Here's How Long Your Tofu Should Last After Opening
Tofu is the perfect meat substitute; it can be cooked in a number of ways to change its flavor and texture, and it's great as a standalone meal or as an add-on in soups, scrambles, or even salads. In short, tofu is made from soybeans that sit in water for at least four hours; they're then thoroughly crushed and boiled to make soy milk, which eventually hardens and is cut into tofu squares. Once you open that pack of tofu, though, you'll have to use it within about five days for its best quality.
Though it is a meat alternative, tofu is still perishable, so it should be refrigerated. There are shelf-stable varieties, but make sure to check the label to avoid the risk of foodborne illness. Thankfully, there are plenty of ways to use that leftover tofu, and if you find yourself with too much, you can easily freeze it.

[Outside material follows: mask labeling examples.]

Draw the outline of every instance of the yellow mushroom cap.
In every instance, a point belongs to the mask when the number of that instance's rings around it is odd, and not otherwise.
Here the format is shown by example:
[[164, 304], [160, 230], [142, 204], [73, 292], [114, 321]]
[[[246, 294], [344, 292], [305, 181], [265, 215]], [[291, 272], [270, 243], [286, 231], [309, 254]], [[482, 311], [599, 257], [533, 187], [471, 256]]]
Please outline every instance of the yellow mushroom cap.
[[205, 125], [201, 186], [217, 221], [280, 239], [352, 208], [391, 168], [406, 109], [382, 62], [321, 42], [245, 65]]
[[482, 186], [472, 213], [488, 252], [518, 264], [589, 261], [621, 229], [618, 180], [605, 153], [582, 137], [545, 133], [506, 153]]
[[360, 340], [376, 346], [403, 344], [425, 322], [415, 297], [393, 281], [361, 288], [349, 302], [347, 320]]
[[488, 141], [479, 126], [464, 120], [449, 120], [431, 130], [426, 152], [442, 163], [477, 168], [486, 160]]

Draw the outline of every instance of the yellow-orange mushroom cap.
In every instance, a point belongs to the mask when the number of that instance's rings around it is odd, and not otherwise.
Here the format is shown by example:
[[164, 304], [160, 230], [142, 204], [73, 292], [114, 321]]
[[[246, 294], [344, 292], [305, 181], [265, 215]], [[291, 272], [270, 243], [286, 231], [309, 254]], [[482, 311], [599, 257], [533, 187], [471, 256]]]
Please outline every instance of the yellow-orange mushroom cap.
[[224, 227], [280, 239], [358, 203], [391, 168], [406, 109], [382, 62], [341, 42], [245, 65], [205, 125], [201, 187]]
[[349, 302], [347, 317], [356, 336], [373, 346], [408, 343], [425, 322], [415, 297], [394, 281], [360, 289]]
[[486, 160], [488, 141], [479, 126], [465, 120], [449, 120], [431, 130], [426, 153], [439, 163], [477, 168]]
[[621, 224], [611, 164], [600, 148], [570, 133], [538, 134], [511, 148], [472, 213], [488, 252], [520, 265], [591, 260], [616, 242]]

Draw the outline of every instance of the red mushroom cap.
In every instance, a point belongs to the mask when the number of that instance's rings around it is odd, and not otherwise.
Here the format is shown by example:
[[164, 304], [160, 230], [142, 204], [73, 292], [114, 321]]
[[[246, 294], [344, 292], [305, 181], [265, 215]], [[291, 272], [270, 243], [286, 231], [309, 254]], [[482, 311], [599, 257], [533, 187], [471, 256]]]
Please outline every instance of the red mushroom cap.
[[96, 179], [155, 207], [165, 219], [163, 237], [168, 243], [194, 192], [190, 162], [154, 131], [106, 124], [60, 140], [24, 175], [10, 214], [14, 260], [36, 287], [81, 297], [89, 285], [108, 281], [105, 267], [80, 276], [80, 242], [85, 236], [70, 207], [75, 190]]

How to properly store tofu for freshness
Soy requires the same safe handling as dairy products, so in addition to refrigeration, you should not leave tofu at room temperature for more than two hours or you risk foodborne illness. If you find that you can't use the leftover tofu after opening, it's perfectly fine to freeze.
Tofu might have excess water, so drain this before you freeze it. From there, wrap it well (a layer of plastic wrap and aluminum foil does the trick for most foods) or store it in an airtight container to prevent moisture or oxygen from getting in. It will freeze well for up to three months, per the USDA. The USDA also recommends cutting it into smaller pieces before freezing it and refrigerating it overnight to let it properly thaw before use. There are different types of tofu, which are differentiated by their firmness, but the refrigerator and freezer instructions remain the same for each.

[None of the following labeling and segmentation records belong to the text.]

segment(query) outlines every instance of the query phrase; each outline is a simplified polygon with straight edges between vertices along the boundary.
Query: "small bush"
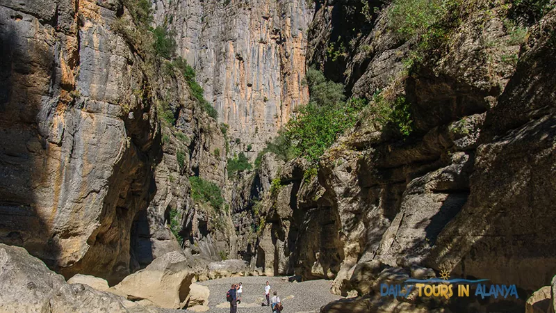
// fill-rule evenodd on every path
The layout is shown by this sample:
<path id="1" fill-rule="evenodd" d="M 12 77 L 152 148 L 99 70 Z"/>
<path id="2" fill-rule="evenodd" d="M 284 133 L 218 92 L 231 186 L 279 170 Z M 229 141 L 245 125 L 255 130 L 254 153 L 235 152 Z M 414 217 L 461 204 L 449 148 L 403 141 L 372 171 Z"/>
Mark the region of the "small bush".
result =
<path id="1" fill-rule="evenodd" d="M 187 63 L 186 60 L 181 57 L 178 57 L 174 60 L 174 61 L 172 61 L 172 65 L 177 67 L 183 75 L 183 78 L 186 79 L 186 81 L 187 81 L 189 85 L 191 95 L 197 99 L 201 104 L 201 109 L 206 112 L 208 116 L 217 120 L 218 118 L 218 111 L 214 109 L 212 104 L 205 100 L 204 96 L 203 95 L 204 90 L 203 88 L 201 87 L 201 85 L 195 81 L 195 71 L 193 70 L 193 67 Z"/>
<path id="2" fill-rule="evenodd" d="M 286 125 L 286 142 L 293 144 L 295 156 L 316 162 L 345 129 L 353 127 L 366 105 L 363 99 L 324 106 L 310 102 Z"/>
<path id="3" fill-rule="evenodd" d="M 522 27 L 517 23 L 510 19 L 504 21 L 504 26 L 506 31 L 509 34 L 508 44 L 513 45 L 521 45 L 527 38 L 528 30 L 525 27 Z"/>
<path id="4" fill-rule="evenodd" d="M 249 163 L 249 159 L 243 152 L 240 152 L 237 157 L 228 159 L 228 176 L 232 177 L 238 172 L 250 170 L 253 166 Z"/>
<path id="5" fill-rule="evenodd" d="M 228 135 L 228 125 L 225 123 L 220 124 L 220 131 L 224 136 Z"/>
<path id="6" fill-rule="evenodd" d="M 285 136 L 285 128 L 279 130 L 276 138 L 272 141 L 267 141 L 266 147 L 259 152 L 256 159 L 255 159 L 256 168 L 261 168 L 263 155 L 268 152 L 275 154 L 279 159 L 284 161 L 291 160 L 295 156 L 293 146 Z"/>
<path id="7" fill-rule="evenodd" d="M 181 131 L 176 132 L 176 138 L 179 139 L 179 141 L 183 143 L 183 144 L 185 144 L 186 145 L 188 145 L 190 143 L 189 137 L 188 137 L 187 135 L 182 133 Z"/>
<path id="8" fill-rule="evenodd" d="M 500 56 L 500 61 L 502 63 L 507 64 L 511 66 L 516 66 L 517 65 L 517 62 L 518 60 L 518 57 L 517 54 L 504 54 Z"/>
<path id="9" fill-rule="evenodd" d="M 183 243 L 183 237 L 179 234 L 180 231 L 181 230 L 181 223 L 179 219 L 179 213 L 178 213 L 178 210 L 176 209 L 170 209 L 170 229 L 174 236 L 175 236 L 176 239 L 179 242 L 179 244 L 181 245 Z"/>
<path id="10" fill-rule="evenodd" d="M 280 177 L 275 178 L 270 183 L 270 193 L 275 195 L 278 193 L 278 191 L 280 191 L 280 189 L 281 189 L 282 187 L 282 182 L 280 179 Z"/>
<path id="11" fill-rule="evenodd" d="M 303 181 L 305 182 L 311 182 L 311 179 L 312 179 L 313 177 L 316 176 L 318 173 L 318 168 L 316 167 L 309 168 L 307 170 L 306 170 L 303 173 Z"/>
<path id="12" fill-rule="evenodd" d="M 173 126 L 176 124 L 176 118 L 174 115 L 174 112 L 167 102 L 164 101 L 158 102 L 156 109 L 161 121 L 165 122 L 169 126 Z"/>
<path id="13" fill-rule="evenodd" d="M 400 134 L 409 136 L 413 131 L 410 104 L 405 97 L 399 96 L 393 101 L 388 101 L 379 93 L 373 96 L 373 104 L 368 113 L 377 128 L 388 124 L 396 127 Z"/>
<path id="14" fill-rule="evenodd" d="M 176 152 L 176 159 L 178 161 L 178 165 L 179 166 L 179 170 L 182 170 L 183 168 L 186 166 L 186 155 L 183 154 L 183 151 L 178 150 Z"/>
<path id="15" fill-rule="evenodd" d="M 157 55 L 170 60 L 174 56 L 176 51 L 176 41 L 172 34 L 163 26 L 158 26 L 152 31 L 154 35 L 153 47 Z"/>
<path id="16" fill-rule="evenodd" d="M 345 129 L 353 127 L 359 112 L 367 105 L 364 99 L 345 102 L 343 85 L 326 79 L 314 68 L 307 71 L 304 83 L 309 86 L 309 103 L 288 122 L 277 138 L 267 143 L 255 160 L 256 167 L 266 152 L 272 152 L 284 161 L 303 156 L 316 162 Z"/>
<path id="17" fill-rule="evenodd" d="M 194 200 L 209 203 L 217 210 L 222 209 L 224 198 L 220 188 L 216 184 L 197 176 L 189 177 L 189 182 L 191 184 L 191 197 Z"/>
<path id="18" fill-rule="evenodd" d="M 343 85 L 329 81 L 322 72 L 314 67 L 307 70 L 304 83 L 309 87 L 311 95 L 309 103 L 319 106 L 327 106 L 345 100 Z"/>
<path id="19" fill-rule="evenodd" d="M 409 39 L 432 29 L 458 4 L 457 0 L 393 0 L 388 12 L 389 26 Z"/>
<path id="20" fill-rule="evenodd" d="M 129 13 L 136 24 L 148 26 L 152 22 L 151 1 L 149 0 L 124 0 L 123 2 L 129 10 Z"/>
<path id="21" fill-rule="evenodd" d="M 338 43 L 339 42 L 339 43 Z M 326 49 L 327 58 L 335 62 L 340 57 L 345 56 L 345 47 L 343 45 L 343 42 L 341 41 L 341 38 L 338 38 L 338 42 L 331 42 Z"/>
<path id="22" fill-rule="evenodd" d="M 556 7 L 556 3 L 552 0 L 512 0 L 511 2 L 513 15 L 527 15 L 534 22 Z"/>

How to tell when tofu has gone bad
If you freeze your tofu, it will last indefinitely. While it might get freezer burn after that three-month period, which could impact its taste and texture, the tofu will remain safe to eat forever as long as it is never defrosted.

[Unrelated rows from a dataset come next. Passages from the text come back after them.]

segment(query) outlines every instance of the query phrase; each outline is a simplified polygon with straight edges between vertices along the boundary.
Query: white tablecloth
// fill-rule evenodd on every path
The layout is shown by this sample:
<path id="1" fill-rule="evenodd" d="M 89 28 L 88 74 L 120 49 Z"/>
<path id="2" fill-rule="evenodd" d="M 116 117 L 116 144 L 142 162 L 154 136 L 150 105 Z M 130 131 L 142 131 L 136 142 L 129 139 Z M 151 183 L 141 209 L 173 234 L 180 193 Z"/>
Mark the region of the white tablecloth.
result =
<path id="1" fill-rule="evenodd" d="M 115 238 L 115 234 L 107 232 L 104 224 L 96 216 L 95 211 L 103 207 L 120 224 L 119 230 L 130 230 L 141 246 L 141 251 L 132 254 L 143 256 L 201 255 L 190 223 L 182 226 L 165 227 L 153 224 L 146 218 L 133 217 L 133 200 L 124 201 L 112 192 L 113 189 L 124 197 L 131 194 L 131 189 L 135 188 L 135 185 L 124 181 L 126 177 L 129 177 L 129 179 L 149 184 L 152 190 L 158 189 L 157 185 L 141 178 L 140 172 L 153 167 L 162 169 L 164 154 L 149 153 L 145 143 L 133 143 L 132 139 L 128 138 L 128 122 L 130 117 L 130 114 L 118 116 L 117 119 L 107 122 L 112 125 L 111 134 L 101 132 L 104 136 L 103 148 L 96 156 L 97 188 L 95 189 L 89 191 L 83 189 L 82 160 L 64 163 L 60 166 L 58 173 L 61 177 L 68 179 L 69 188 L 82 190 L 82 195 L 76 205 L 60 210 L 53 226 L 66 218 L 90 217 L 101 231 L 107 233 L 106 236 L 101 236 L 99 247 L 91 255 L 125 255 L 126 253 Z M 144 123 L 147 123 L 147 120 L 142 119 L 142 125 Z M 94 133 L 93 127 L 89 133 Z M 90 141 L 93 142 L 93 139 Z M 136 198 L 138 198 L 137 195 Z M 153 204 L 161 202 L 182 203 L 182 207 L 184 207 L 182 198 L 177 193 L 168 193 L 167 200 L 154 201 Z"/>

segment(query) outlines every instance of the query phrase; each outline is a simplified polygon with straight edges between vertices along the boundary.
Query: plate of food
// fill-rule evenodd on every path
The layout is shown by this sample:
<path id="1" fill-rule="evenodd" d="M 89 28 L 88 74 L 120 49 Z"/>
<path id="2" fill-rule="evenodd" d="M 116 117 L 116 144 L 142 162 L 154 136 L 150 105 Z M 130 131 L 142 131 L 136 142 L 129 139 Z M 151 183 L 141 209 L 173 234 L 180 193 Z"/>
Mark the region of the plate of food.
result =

Refrigerated tofu, on the other hand, will start to show signs when it's gone bad. Look, smell, and texture are great tests to know the condition of your tofu — if you have doubts, don't test it by eating it. First and foremost, check its color. That cream or off-white typical color will start to darken as it ages, turning more beige or brown. Any discoloration is a sign that it's past its prime, but mold is a sure sign it's time to toss it. Plus, tofu shouldn't have a noticeable smell. If you take a whiff and get an unpleasant, sour odor, don't eat it. Texture matters, too if — it's slimy, throw it away.